The queue implementation from collective indexing, that handles the optimized indexing in the portal catalog has no TPC problem.

With a slightly deeper understanding I must modify my original statements a bit:

collective.solr provides a mechanism for 3rd parties to index data on the end of a transaction. It does NOT provide TPC semantics here. This is fine for indexing mechanisms that store the data into the zodb and just not implement anything in the commit handlers, as zodb does the commit on its own.
If a 3rd party uses the mechanism to hook into the end of a transaction (IIndexQueue) it CAN mess up TPC if an exception gets thrown in the commit handler.

The commit handler gets executed during tpc_finish, where everybody (only the zodb and collective indexing) promised that a commit is fine with them.
I think (1 2 3 4 ) that the collective.indexing resource provider always get executed first in tpc_finish. I did stop diving into code and did not check what happens if zodbs tpc_finish won't get executed. I guess the transaction won't commit.
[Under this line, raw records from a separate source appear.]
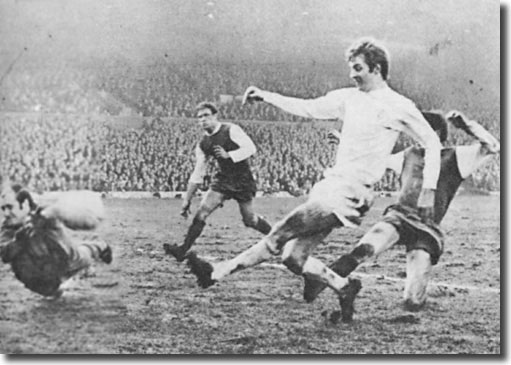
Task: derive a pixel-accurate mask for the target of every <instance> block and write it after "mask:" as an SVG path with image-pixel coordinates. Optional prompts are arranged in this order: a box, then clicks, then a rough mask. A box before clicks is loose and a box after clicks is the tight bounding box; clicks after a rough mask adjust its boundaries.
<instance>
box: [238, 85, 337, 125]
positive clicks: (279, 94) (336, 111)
mask: <svg viewBox="0 0 511 365" xmlns="http://www.w3.org/2000/svg"><path fill="white" fill-rule="evenodd" d="M344 93H345V91H344V90H342V89H341V90H335V91H332V92H330V93H328V94H327V95H325V96H322V97H319V98H316V99H300V98H294V97H289V96H283V95H280V94H278V93H273V92H269V91H265V90H261V89H259V88H257V87H255V86H250V87H249V88H248V89H247V90H246V91H245V94H244V96H243V102H248V103H251V102H254V101H264V102H265V103H269V104H272V105H274V106H276V107H277V108H279V109H282V110H283V111H285V112H287V113H290V114H294V115H298V116H300V117H305V118H315V119H342V117H343V116H344V101H343V99H345V96H344Z"/></svg>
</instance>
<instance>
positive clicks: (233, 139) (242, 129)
mask: <svg viewBox="0 0 511 365" xmlns="http://www.w3.org/2000/svg"><path fill="white" fill-rule="evenodd" d="M229 137H230V138H231V140H232V141H233V142H234V143H236V144H237V145H238V146H240V148H238V149H237V150H233V151H229V152H228V154H229V156H230V157H231V160H232V161H233V162H240V161H243V160H246V159H247V158H249V157H250V156H252V155H253V154H254V153H255V152H256V146H255V144H254V142H252V140H251V139H250V137H249V136H248V135H247V134H246V133H245V132H244V131H243V129H241V127H240V126H238V125H236V124H232V125H231V127H230V128H229Z"/></svg>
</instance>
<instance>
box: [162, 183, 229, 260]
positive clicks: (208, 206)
mask: <svg viewBox="0 0 511 365" xmlns="http://www.w3.org/2000/svg"><path fill="white" fill-rule="evenodd" d="M224 200H225V196H224V194H222V193H219V192H217V191H213V190H211V189H210V190H208V192H207V193H206V195H205V196H204V198H203V199H202V201H201V203H200V205H199V209H198V210H197V212H196V213H195V215H194V217H193V221H192V224H191V225H190V227H189V228H188V231H187V233H186V236H185V239H184V242H183V244H182V245H181V246H177V245H169V244H167V243H166V244H164V245H163V248H164V249H165V252H166V253H167V254H169V255H172V256H174V257H175V258H176V260H177V261H179V262H181V261H184V259H185V257H186V253H187V252H188V250H190V248H191V247H192V245H193V244H194V243H195V240H196V239H197V238H198V237H199V236H200V235H201V233H202V230H203V229H204V227H205V226H206V219H207V217H209V215H211V213H213V212H214V211H215V210H216V209H217V208H218V207H219V206H221V205H222V203H223V202H224Z"/></svg>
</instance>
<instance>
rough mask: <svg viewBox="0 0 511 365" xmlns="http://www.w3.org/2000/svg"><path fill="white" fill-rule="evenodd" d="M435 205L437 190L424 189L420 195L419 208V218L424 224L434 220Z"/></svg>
mask: <svg viewBox="0 0 511 365" xmlns="http://www.w3.org/2000/svg"><path fill="white" fill-rule="evenodd" d="M434 205H435V190H433V189H422V190H421V193H420V195H419V200H418V202H417V206H418V208H419V216H420V217H421V219H422V221H423V222H427V221H430V220H433V217H434Z"/></svg>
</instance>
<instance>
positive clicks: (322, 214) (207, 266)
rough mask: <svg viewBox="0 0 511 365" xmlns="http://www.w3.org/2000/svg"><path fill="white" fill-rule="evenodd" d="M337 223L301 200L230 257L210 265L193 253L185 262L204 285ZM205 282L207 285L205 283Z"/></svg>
mask: <svg viewBox="0 0 511 365" xmlns="http://www.w3.org/2000/svg"><path fill="white" fill-rule="evenodd" d="M337 226H340V222H339V221H338V219H337V218H336V217H335V215H334V214H331V213H328V212H325V211H324V210H323V209H322V208H321V207H320V206H319V205H318V204H316V203H309V202H307V203H304V204H302V205H300V206H298V207H297V208H295V209H294V210H293V211H292V212H291V213H290V214H289V215H288V216H287V217H286V218H284V219H283V220H281V221H280V222H278V223H276V224H275V225H274V226H273V228H272V230H271V231H270V233H269V234H268V235H267V236H265V237H264V238H263V239H261V240H260V241H259V242H258V243H257V244H256V245H254V246H252V247H250V248H249V249H248V250H245V251H244V252H242V253H241V254H239V255H238V256H236V257H234V258H233V259H231V260H226V261H222V262H218V263H215V264H210V263H208V262H206V261H204V260H202V259H200V258H198V257H197V256H196V255H193V256H192V255H190V257H189V260H188V263H189V266H190V268H191V270H192V273H194V274H195V275H196V276H197V277H198V281H199V285H201V286H202V287H207V286H210V285H212V284H214V283H215V282H216V281H219V280H221V279H223V278H224V277H226V276H228V275H230V274H232V273H234V272H236V271H239V270H243V269H246V268H248V267H252V266H255V265H257V264H259V263H261V262H263V261H266V260H268V259H269V258H271V257H272V255H278V254H279V253H280V252H281V251H282V248H283V247H284V245H285V244H286V243H287V242H288V241H290V240H291V239H293V238H296V237H310V236H314V235H317V234H320V233H323V232H330V231H331V230H332V228H334V227H337ZM205 284H207V285H205Z"/></svg>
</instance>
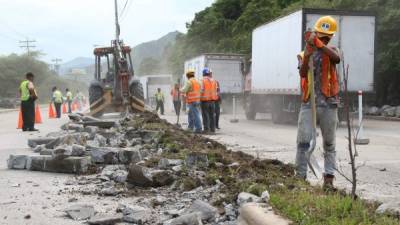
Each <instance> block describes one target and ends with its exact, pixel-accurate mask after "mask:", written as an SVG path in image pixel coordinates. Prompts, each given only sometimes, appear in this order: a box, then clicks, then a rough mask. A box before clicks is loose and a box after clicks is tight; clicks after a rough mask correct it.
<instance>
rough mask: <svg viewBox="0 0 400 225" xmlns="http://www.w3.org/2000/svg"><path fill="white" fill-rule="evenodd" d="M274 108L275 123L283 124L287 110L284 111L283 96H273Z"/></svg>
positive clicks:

This is probably less bad than I thought initially. Still, if this would be a project that is in heavy use, and not short before getting decommissioned, I'd have a deeper look into the failure modes here to see if failure handling can be improved.
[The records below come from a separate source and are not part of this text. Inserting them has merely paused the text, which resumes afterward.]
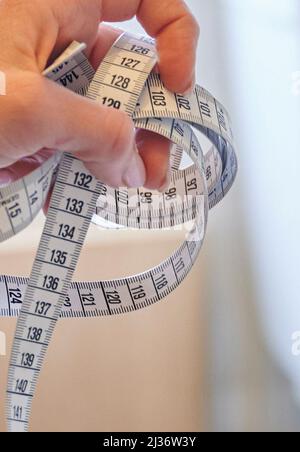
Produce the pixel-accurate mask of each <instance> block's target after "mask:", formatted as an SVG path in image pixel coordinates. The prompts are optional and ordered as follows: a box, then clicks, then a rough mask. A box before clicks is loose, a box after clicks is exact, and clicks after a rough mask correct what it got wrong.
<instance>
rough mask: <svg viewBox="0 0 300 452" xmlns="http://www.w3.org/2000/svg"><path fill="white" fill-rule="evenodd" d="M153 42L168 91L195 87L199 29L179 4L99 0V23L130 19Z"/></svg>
mask: <svg viewBox="0 0 300 452" xmlns="http://www.w3.org/2000/svg"><path fill="white" fill-rule="evenodd" d="M135 15H136V16H137V19H138V20H139V22H140V23H141V24H142V26H143V27H144V28H145V30H146V31H147V33H148V34H149V35H150V36H152V37H153V38H156V40H157V49H158V54H159V70H160V74H161V76H162V79H163V81H164V83H165V85H166V86H167V88H169V89H170V90H171V91H177V92H178V93H181V94H184V93H186V92H187V91H189V90H191V89H192V87H193V85H194V83H195V63H196V50H197V43H198V39H199V33H200V32H199V25H198V23H197V21H196V19H195V18H194V16H193V15H192V13H191V12H190V10H189V8H188V7H187V5H186V4H185V2H184V1H182V0H127V1H123V2H120V1H119V0H103V2H102V19H103V20H105V21H108V22H114V21H124V20H128V19H130V18H132V17H134V16H135Z"/></svg>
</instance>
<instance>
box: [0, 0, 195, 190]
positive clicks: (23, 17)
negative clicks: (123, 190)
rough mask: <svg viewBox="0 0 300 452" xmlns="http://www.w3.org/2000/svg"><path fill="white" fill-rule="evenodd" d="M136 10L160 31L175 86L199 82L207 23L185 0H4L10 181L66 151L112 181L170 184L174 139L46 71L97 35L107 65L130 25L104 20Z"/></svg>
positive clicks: (136, 184)
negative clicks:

do3cc · March 9, 2017, 10:36pm

Yes, I am suspecting an unhandled exception there. Upon second inspection of the code I noticed that there must have been a second error log in sentry with a traceback. I can't access it right now, but tomorrow I will have a look for it again.

datakurre · March 10, 2017, 6:06am

Good point. I did not realize that commit does indeed stop when the first tpc_finish raises an exception.

Transaction data managers are sorted by their sortKey method. From a quick look it seems that ZODB storages use storage name based sort keys. Because c.indexing has integer as a sort key, it will always be sorted before ZODB storages and exception in c.indexing will prevent ZODB commit.

do3cc · March 10, 2017, 9:08am

No traceback. I'll just pray it won't happen again.